For those who haven’t heard these recordings, well…you’ve missed out. These are wonderful tracks, reminding me of how much I love The Beatles and their music. Is there a band today that does this kind of thing? If not, there should be. When you listen to these fan-club treats, you can clearly hear their music evolve–along with their relationships with each other. Someone has posted a few on youtube, including my favorite, from 1966:
I’ve had these recordings since the ‘70s. I still have the first bootleg I found of them. It’s a terrible pressing on Contraband Music, with the pirate logo on the labels. Since then, I’ve managed to get them in the best possible quality, transferred from mint original flexidiscs. I also have them in six other iterations. They’re popular collectors’ items.
Maybe someday, after we’re all passed on, Apple will release The Beatles Christmas Album. Or, knowing them, not.
As John said in the closing message, “Take…bugs.”
I’ve never heard of this stuff before. What is the context of this? Was it supposed to be part of a special or something?
They produced short Christmas records for their “official” fan club up until 1969. They goof off in the studio, singing carols and doing off-the-wall skits. As I said before, it’s wonderful stuff. You can’t help but smile and be a little sad at the same time when you hear them.
Oh, goodie! I get to tell the story.

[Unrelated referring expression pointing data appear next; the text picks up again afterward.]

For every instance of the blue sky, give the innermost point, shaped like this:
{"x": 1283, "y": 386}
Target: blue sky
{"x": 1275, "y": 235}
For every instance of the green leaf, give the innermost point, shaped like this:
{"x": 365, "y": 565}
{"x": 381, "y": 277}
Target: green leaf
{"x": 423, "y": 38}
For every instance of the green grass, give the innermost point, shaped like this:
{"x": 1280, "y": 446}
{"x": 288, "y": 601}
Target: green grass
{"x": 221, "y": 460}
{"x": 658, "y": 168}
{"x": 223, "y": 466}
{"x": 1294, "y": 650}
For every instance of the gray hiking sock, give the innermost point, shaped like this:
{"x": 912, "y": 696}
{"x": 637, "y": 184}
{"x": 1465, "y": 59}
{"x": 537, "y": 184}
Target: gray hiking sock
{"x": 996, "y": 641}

I don’t get to talk about it with many people.
Every year, from 1963-1969, The Beatles would record a special flexidisc containing a special Christmas message from the group to the Official Beatles Fan Club. The earliest ones were heavily edited down from longer sessions of chat, where they’d thank everybody for everything and wish Christmas greetings, sing bits of carols and other songs, and clown around. By the 1966 disc, “Pantomime: Everywhere It’s Christmas” they had put considerable time, effort and production values into their recordings, which were very funny and clever. 1967’s disc had its own otherwise unreleased song, “Christmas Time (Is Here Again),” and was full of skits and lunacy.
The 1968 disc features George Harrison with Tiny Tim, who sings a verse or two of “Nowhere Man.” The 1969 disc is disjointed and not particularly jolly. Both of these years’ discs were recorded separately, and edited together by British disc jockey Kenny Everett, who was highly regarded by the group.
They were originally made on Lyntone flexidiscs, such as you’d find in a magazine. In 1970, Apple Records compiled these recordings onto “The Beatles Christmas Album” and released it only to the fan club. It has been endlessly pirated and issued by dozens of pirate and bootleg labels. Eventually, pristine recordings, and even outtakes from a couple of the sessions, were located, and promptly bootlegged.
They’re an interesting curio from a far-flung corner of The Beatles’ story. You wouldn’t listen to it often, but I swear you’d quote some of the lines from time to time.
“Who’ll remember the buns, Podgy?”
“We both will.”
When my wife and I have hot dogs or hamburgers, we buy “buns, podgy.” It’s a part of our language.